六波羅蜜寺——「市聖」空也上人ゆかりの寺院【佐京由悠の京都の歩き方】

さて、今回ご紹介するのは六波羅蜜寺です。
清水寺は清水道バス停から坂を上りますが、その反対に坂を下って見えてくるのがこの六波羅蜜寺
立地にもたくさんのヒミツがあります。
歴史から見てみましょう!

【歴史】六波羅蜜寺の歴史

(951)空也により創建(当初は「西光寺」)
(977)空也の死後、中信が改称、「六波羅蜜寺」へ
以後、源平争乱や応仁の乱で諸堂は焼失
→本堂のみ現存
(1969)大規模な解体修理→豪華絢爛な現在の本堂へ

 

まずこの六波羅蜜寺ですが、951年、平安時代の創建です。
空也上人(後述)によって創建された当初は「西光寺」と称されていたのですけれど、彼の死後に「六波羅蜜寺」と改称されました。

この「六波羅蜜」という言葉。
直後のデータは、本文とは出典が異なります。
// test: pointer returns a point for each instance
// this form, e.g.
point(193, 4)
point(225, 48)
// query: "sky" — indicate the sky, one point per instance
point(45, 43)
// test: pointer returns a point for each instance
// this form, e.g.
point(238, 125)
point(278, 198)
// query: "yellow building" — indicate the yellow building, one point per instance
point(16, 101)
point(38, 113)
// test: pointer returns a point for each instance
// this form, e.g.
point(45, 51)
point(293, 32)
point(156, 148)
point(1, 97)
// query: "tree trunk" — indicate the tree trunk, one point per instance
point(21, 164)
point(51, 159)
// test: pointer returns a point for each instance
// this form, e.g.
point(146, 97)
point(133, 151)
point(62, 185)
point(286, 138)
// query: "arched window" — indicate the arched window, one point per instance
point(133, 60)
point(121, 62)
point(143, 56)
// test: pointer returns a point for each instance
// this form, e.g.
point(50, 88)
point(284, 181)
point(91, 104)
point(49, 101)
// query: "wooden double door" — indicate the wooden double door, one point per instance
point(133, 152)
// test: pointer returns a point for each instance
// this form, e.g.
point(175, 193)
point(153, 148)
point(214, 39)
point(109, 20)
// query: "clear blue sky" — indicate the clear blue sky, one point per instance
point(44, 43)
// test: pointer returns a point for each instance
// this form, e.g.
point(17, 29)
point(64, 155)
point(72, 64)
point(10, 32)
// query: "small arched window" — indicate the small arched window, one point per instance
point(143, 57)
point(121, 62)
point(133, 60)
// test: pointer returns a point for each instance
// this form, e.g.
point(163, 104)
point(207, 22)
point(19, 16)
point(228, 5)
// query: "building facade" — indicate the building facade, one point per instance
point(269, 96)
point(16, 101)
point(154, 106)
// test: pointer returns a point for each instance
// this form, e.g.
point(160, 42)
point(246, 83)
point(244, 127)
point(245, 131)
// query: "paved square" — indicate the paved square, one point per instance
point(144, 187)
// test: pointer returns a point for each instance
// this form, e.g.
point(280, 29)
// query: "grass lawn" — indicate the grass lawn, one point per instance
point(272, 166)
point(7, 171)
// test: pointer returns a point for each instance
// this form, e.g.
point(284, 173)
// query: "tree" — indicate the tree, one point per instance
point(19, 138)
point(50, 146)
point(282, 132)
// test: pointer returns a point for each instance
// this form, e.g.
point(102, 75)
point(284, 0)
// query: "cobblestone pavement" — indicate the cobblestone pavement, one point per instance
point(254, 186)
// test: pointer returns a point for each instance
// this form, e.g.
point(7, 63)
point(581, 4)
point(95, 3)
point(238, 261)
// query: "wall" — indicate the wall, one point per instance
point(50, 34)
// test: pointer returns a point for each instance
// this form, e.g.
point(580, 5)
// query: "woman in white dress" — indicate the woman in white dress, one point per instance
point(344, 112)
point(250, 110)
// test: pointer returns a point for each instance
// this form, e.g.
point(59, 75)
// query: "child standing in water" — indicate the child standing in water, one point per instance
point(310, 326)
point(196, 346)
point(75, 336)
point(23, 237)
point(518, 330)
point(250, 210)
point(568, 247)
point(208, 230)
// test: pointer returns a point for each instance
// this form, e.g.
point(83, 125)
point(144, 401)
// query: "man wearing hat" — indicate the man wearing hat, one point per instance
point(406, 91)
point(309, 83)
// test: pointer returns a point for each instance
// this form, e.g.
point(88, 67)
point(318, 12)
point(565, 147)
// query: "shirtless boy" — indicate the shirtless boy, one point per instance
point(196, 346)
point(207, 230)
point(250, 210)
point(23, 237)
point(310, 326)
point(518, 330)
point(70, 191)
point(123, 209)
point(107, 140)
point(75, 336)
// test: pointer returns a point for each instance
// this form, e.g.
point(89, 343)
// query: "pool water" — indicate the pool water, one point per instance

なんだか聞きなれないですよね。

コレ、仏教用語で「此の世に生きたまま悟りを開くための6つの修行法」のことを指すんです。
そしてさらにこの六波羅蜜寺一帯を「六波羅」「六原」と称していたのです。

 

六波羅ですが、平安時代末期に平氏一門が根拠地としたこと、それから鎌倉時代に六波羅探題が置かれたことでも有名で、日本史を勉強したことがある方なら「ああ、あれね」という感じ。

この「六波羅(原)」の「六」は「ム」→「霊」につながるといわれていまして「霊が多く集まる原野」という意味をも持ちます。

 

平安時代も末期になりますと、疫病や合戦なんかが相次ぐわけで、仏教でいうところの「末法」に突入する、そこで亡くなった人たちはここ六波羅で葬送されたんですね。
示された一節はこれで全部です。